Sin rubor, y ocupando el escenario, Anaya se desplazó cómodamente prometiendo que el PAN sacará al PRI de los Pinos en el 2018, lo que le generó aplausos de la concurrencia, que pasó poco a poco del desgano pleno a una suerte de enfurecimiento súbito pero de corta duración con los lemas antipriistas de Anaya.
Sus aseveraciones futuristas: “Sacaremos al PRI de los Pinos” o “Seremos una oposición firme” y los señalamientos en contra del “PRI corrupto y corruptor”.
Pero el político del blanquiazul olvidó, a la hora de los discursos embarnecidos de antipriismo, explicar por qué su partido se alió con el PRI en el Pacto por México y aprobar las reformas impulsadas por el PRI, y porque en gobiernos panistas como el de Puebla, el principal aliado del gobierno estatal son los priistas de la cúpula.  
Para el candidato del PAN a la dirigencia estatal fue innecesaria tal explicación.
La cantilena del diputado federal se dirigió al 2018. Ricardo Anaya dijo que las opciones para el país serán un “PRI corrupto y corruptor” y “el populismo que lleva a la quiebra al país”. Fiel a su script, el legislador blanquiazul advirtió, como lo hicieron los calderonistas en el 2014, que México puede repetir las fallas económicas de lo que sucede en Venezuela.
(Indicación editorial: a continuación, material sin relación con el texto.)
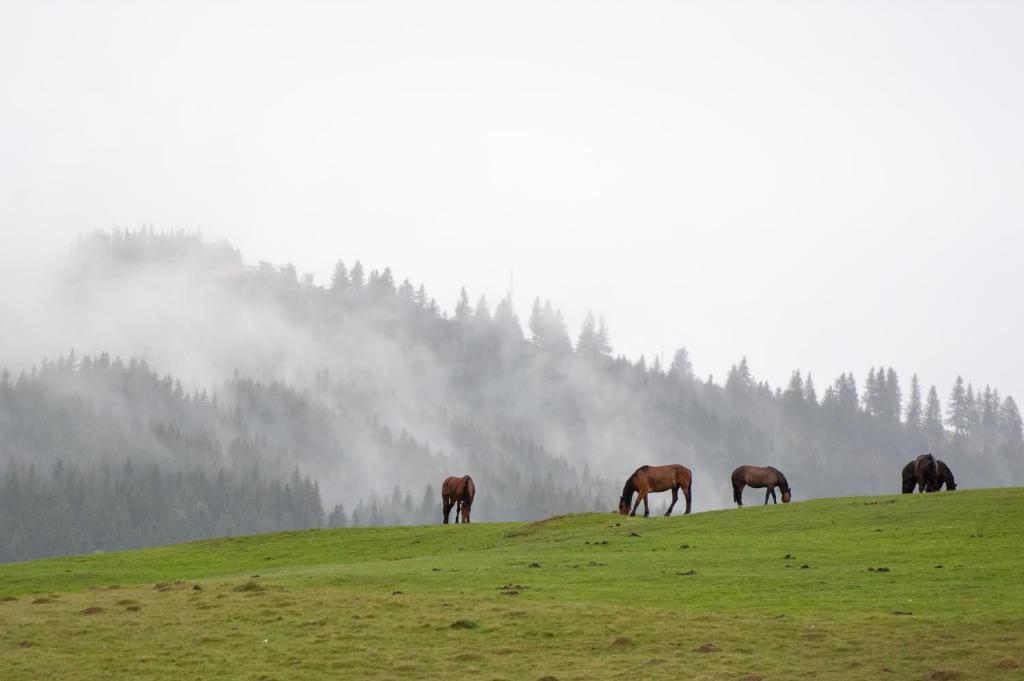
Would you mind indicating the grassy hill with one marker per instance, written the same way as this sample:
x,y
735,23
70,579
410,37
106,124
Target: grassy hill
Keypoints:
x,y
928,587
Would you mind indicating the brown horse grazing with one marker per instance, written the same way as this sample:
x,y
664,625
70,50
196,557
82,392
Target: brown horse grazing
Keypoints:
x,y
655,478
909,481
923,473
458,493
945,476
757,476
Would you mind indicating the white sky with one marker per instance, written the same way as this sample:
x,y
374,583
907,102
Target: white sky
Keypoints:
x,y
823,185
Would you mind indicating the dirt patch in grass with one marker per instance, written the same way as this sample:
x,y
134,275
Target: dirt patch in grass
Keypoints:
x,y
248,587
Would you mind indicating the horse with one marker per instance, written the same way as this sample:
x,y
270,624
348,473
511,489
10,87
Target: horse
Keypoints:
x,y
458,493
945,476
756,476
923,473
655,478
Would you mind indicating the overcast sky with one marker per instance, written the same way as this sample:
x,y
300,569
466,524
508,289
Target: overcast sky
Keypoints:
x,y
823,185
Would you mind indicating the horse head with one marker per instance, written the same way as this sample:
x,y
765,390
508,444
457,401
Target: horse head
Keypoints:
x,y
624,506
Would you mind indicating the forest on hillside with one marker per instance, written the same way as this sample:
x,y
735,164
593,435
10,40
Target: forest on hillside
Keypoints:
x,y
206,396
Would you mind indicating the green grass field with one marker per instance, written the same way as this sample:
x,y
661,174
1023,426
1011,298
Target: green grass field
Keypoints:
x,y
782,592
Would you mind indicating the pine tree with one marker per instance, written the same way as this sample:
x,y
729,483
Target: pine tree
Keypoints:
x,y
462,309
355,278
603,340
1010,417
681,368
913,409
894,398
956,411
794,394
933,413
481,314
870,392
506,320
739,381
339,280
587,344
810,394
537,325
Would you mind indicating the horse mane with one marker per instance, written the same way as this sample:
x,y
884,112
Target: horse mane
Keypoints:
x,y
785,482
629,488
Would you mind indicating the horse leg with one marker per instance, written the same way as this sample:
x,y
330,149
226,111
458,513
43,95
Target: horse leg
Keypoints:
x,y
640,497
675,498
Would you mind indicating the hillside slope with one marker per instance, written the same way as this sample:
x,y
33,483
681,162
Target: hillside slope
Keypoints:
x,y
784,592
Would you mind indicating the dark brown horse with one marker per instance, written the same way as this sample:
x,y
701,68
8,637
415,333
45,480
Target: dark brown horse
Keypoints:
x,y
655,478
757,476
923,473
458,493
945,476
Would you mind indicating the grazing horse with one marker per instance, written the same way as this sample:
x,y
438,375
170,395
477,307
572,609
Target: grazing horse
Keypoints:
x,y
945,476
458,493
655,478
756,476
923,473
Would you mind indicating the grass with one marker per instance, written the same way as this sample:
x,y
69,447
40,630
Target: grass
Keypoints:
x,y
783,592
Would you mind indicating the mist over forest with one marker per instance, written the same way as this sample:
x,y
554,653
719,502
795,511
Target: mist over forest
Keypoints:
x,y
159,388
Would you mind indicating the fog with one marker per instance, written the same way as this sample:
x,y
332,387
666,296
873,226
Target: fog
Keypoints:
x,y
822,185
811,186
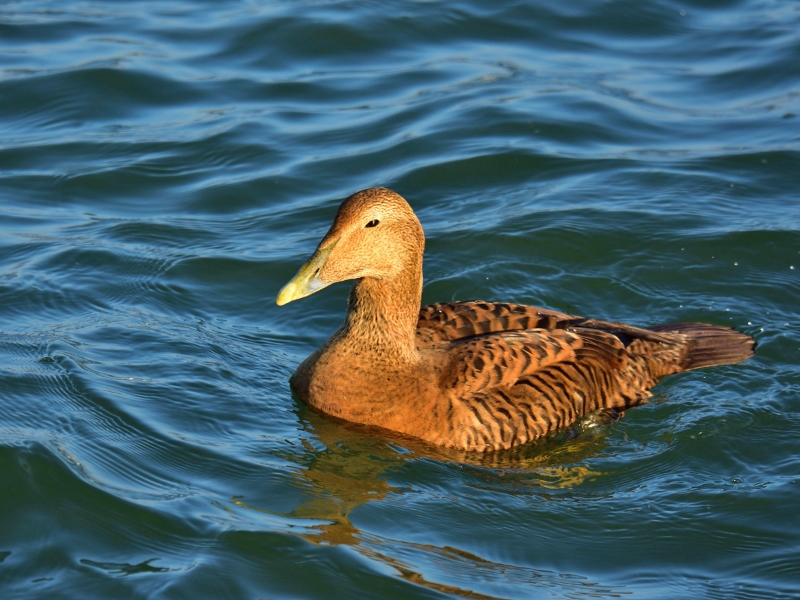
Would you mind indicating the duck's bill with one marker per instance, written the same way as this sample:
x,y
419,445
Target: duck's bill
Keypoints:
x,y
307,280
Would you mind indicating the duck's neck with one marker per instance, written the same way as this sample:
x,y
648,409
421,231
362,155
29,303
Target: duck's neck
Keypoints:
x,y
382,316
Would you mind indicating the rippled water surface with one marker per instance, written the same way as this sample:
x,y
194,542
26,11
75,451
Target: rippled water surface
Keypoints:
x,y
165,167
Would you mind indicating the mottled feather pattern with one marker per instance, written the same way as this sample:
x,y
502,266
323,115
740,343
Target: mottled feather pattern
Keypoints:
x,y
471,375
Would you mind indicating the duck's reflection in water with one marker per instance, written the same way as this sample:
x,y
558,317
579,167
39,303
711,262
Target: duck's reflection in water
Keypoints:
x,y
344,466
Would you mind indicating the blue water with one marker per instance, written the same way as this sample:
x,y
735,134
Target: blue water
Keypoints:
x,y
165,167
Entre las dos opciones para el electorado, Anaya ofreció un “PAN ganador” y con “unidad”. Al lábil 
Los panistas esperaron casi hora y media al político del blanquiazul que cuenta con el respaldo de los gobernadores del PAN y la cúpula panista. 
El discurso del político panista encendió a sus seguidores. O al menos, las banderas ondeadas con el escudo del PAN. 
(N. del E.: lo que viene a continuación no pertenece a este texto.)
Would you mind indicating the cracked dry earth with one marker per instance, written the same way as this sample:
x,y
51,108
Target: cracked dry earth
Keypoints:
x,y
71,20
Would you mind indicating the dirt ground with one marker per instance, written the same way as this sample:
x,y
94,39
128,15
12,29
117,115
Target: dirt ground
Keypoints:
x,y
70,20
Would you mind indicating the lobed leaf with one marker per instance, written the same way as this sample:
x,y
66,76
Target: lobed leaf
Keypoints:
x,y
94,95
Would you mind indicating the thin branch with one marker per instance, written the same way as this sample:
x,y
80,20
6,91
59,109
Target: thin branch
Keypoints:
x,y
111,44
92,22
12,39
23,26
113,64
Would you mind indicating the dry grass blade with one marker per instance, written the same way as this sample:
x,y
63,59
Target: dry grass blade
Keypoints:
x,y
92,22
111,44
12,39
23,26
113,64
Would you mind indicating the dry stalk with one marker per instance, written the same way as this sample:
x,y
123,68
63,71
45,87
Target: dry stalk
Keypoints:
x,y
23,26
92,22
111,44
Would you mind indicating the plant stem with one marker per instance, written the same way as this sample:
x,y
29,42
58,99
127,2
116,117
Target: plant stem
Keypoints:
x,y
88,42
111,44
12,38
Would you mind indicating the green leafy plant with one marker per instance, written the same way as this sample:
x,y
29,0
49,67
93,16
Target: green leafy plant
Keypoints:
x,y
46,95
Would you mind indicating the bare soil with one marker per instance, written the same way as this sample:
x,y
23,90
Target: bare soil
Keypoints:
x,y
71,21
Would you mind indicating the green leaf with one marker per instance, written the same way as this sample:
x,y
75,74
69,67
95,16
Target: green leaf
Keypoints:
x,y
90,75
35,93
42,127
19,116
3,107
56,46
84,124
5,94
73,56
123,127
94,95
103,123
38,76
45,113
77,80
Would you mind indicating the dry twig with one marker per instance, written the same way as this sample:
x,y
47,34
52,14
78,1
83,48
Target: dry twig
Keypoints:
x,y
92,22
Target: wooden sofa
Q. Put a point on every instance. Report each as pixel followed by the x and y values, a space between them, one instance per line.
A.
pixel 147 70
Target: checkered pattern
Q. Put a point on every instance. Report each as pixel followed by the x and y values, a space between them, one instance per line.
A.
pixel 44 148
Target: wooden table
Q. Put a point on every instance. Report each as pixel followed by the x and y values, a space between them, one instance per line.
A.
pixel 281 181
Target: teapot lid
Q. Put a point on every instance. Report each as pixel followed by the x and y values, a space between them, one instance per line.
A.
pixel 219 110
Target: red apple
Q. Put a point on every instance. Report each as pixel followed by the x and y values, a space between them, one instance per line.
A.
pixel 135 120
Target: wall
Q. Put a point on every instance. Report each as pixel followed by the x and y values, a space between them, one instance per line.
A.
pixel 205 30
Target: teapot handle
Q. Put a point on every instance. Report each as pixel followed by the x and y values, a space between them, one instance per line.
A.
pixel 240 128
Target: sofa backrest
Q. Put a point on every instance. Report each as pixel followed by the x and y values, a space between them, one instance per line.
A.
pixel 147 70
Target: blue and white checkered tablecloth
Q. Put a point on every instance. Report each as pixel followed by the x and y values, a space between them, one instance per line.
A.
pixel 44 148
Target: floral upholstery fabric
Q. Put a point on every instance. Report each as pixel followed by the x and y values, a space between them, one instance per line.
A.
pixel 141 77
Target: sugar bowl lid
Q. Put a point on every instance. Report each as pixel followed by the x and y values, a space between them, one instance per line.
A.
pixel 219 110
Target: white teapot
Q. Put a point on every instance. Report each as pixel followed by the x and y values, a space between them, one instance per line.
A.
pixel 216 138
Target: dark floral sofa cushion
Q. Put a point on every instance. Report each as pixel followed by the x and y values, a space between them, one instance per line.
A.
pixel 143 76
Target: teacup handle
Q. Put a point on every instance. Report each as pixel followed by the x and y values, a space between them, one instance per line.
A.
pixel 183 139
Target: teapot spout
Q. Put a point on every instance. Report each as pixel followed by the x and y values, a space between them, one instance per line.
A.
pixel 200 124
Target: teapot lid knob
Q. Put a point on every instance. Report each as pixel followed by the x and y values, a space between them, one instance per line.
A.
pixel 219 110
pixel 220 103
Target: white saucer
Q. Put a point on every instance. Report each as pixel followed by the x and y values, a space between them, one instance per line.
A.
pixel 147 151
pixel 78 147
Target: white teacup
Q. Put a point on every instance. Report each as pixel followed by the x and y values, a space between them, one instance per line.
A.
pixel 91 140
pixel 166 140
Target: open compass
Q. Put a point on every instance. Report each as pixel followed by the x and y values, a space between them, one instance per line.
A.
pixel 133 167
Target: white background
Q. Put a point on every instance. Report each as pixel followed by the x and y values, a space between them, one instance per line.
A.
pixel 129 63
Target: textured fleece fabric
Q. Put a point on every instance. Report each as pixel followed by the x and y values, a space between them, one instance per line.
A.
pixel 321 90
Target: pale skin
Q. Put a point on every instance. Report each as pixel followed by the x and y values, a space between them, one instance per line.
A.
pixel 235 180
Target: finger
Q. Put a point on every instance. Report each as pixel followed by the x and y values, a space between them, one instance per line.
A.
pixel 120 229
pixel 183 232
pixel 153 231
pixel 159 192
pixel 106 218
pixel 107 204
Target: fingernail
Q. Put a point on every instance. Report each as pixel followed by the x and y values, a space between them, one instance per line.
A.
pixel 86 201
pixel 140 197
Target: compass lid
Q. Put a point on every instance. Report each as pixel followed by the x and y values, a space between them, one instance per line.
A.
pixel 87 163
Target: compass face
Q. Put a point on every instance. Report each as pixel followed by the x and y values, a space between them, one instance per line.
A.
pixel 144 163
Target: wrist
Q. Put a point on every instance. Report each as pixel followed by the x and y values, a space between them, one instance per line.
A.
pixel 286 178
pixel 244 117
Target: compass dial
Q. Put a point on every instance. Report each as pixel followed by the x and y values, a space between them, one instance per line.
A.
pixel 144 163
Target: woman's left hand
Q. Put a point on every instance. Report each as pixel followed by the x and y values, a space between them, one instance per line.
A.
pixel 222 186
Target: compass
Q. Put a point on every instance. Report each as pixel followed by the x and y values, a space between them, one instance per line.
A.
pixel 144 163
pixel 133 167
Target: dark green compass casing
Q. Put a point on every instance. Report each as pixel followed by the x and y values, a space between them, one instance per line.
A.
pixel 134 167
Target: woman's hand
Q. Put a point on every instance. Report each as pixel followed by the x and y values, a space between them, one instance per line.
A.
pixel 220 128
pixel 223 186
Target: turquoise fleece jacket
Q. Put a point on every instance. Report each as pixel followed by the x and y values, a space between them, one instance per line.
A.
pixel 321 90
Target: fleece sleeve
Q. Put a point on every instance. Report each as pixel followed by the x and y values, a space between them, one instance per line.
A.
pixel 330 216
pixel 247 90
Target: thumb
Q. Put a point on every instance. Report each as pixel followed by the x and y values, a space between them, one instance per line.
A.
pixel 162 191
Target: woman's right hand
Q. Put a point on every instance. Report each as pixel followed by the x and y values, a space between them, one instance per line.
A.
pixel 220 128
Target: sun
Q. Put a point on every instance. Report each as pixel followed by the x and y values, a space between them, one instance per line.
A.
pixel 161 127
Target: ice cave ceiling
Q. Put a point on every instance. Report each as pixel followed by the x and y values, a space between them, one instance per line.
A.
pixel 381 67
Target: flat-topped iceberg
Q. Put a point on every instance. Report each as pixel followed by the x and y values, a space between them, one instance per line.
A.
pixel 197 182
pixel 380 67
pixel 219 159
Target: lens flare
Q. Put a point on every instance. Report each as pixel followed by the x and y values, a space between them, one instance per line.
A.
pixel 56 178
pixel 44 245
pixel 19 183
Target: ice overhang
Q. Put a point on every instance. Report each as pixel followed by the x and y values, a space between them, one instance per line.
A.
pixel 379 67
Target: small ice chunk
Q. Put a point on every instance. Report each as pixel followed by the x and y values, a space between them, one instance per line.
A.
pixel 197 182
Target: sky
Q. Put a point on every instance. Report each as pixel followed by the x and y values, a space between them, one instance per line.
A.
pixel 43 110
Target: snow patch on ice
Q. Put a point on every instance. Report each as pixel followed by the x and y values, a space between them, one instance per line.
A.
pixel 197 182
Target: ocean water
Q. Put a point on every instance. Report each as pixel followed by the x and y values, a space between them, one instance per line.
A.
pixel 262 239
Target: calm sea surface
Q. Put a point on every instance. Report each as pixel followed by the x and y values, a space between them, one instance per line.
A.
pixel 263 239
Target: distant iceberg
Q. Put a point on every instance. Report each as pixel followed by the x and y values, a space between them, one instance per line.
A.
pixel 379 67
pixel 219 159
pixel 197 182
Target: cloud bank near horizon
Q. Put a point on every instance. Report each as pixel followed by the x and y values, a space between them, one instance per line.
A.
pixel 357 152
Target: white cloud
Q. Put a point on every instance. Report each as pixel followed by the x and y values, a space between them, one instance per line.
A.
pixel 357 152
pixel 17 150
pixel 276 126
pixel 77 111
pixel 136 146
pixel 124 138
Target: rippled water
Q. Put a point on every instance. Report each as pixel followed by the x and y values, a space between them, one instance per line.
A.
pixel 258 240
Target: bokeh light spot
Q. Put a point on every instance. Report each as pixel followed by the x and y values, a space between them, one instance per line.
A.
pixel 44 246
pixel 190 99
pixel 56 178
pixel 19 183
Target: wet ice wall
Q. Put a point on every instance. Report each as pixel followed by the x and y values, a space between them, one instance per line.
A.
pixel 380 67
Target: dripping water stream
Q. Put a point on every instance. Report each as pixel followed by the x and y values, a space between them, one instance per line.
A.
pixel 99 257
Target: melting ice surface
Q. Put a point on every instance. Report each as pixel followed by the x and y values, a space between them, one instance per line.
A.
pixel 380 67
El político prometió que el PAN ganará la gubernatura de Puebla en el 2016 y que el PAN recuperará los Pinos en el 2018.
El diputado federal del blanquiazul también fue generoso y habló de la diputada federal, Genoveva Huerta, como una suerte de mujer de la cultura del esfuerzo que cuando era niña estudiaba, aprendió a tocar el violín y trabajaba para sostener a su mamá una mujer costurera.
El comentario del político panista ruborizó a la elite del banquiazul de la primera fila quizás en la añoranza del imaginario de algún capítulo de un melodrama del siglo pasado en la televisión abierta en un dejo que transcurrió entre la ternura histriónica y la ducha de populismo enternecedor.
Anaya presentó a Genoveva con beneplácito y para el gobernador de Puebla, Rafael Moreno Valle, también tuvo palabras de reconocimiento señalando que es un gobierno panista ejemplar.
El aspirante a la dirigencia también se refirió al alcalde de Puebla, Tony Gali Fayad, a quien elogió, a pesar de que éste no ha expresado que es militante panista y ha mantenido entre paréntesis cuidadoso su filiación política.
El político del blanquiazul elogió a Martha Erika Alonso de Moreno Valle quien seguía con atención las palabras del legislador federal, un guión apegado al futurismo que le proporcionan los reflectores de la gira nacional por la dirigencia panista.